FIG. 1 is a schematic plan view showing a mechanical structure of a resist coating apparatus for manufacturing a semiconductor device according to an embodiment of the present invention.

FIG. 2 is a block diagram showing a configuration of a control unit of the resist coating apparatus according to the embodiment.

FIG. 3 is a perspective view showing a configuration of a resist coating mechanism in the resist coating apparatus according to the embodiment.

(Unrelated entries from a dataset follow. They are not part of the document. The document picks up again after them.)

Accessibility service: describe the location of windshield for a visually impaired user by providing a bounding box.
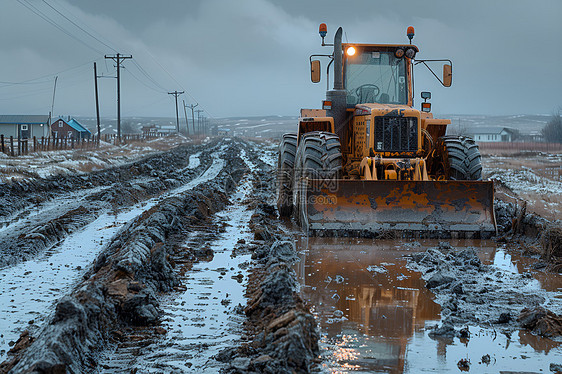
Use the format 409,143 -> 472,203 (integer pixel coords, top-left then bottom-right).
345,51 -> 408,105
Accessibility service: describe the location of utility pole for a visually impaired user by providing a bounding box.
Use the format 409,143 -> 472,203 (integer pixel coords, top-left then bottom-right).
182,100 -> 189,136
94,62 -> 101,144
47,75 -> 59,137
105,53 -> 133,142
168,91 -> 183,133
196,109 -> 204,132
187,104 -> 199,135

FIG. 4 is a flow chart for explaining an example of dummy dispensing in the resist coating apparatus according to the embodiment.

[Explanation of symbols]

 10 loader unit 12 processing unit 24 resist coating mechanism 30 cooling mechanism 32 wafer transfer chamber 36 wafer transfer body 38 transfer arm 40 resist application control unit 50 transfer control unit 52 main control unit 62 resist nozzle 74 resist liquid delivery mechanism

(72) Inventor Yasushi Hayashida 2655 Tsukyu, Kikuyo-cho, Kikuchi-gun, Kumamoto Prefecture, Tokyo Electron Kyushu Co., Ltd.

Claims (1)

[Claims] 1. A resist coating apparatus in which resist is conditionally discarded by a resist discharging unit between resist coating steps, and the object is loaded at a predetermined timing before being loaded into or loaded in the resist coating section. A resist coating apparatus comprising means for completing a resist discarding operation.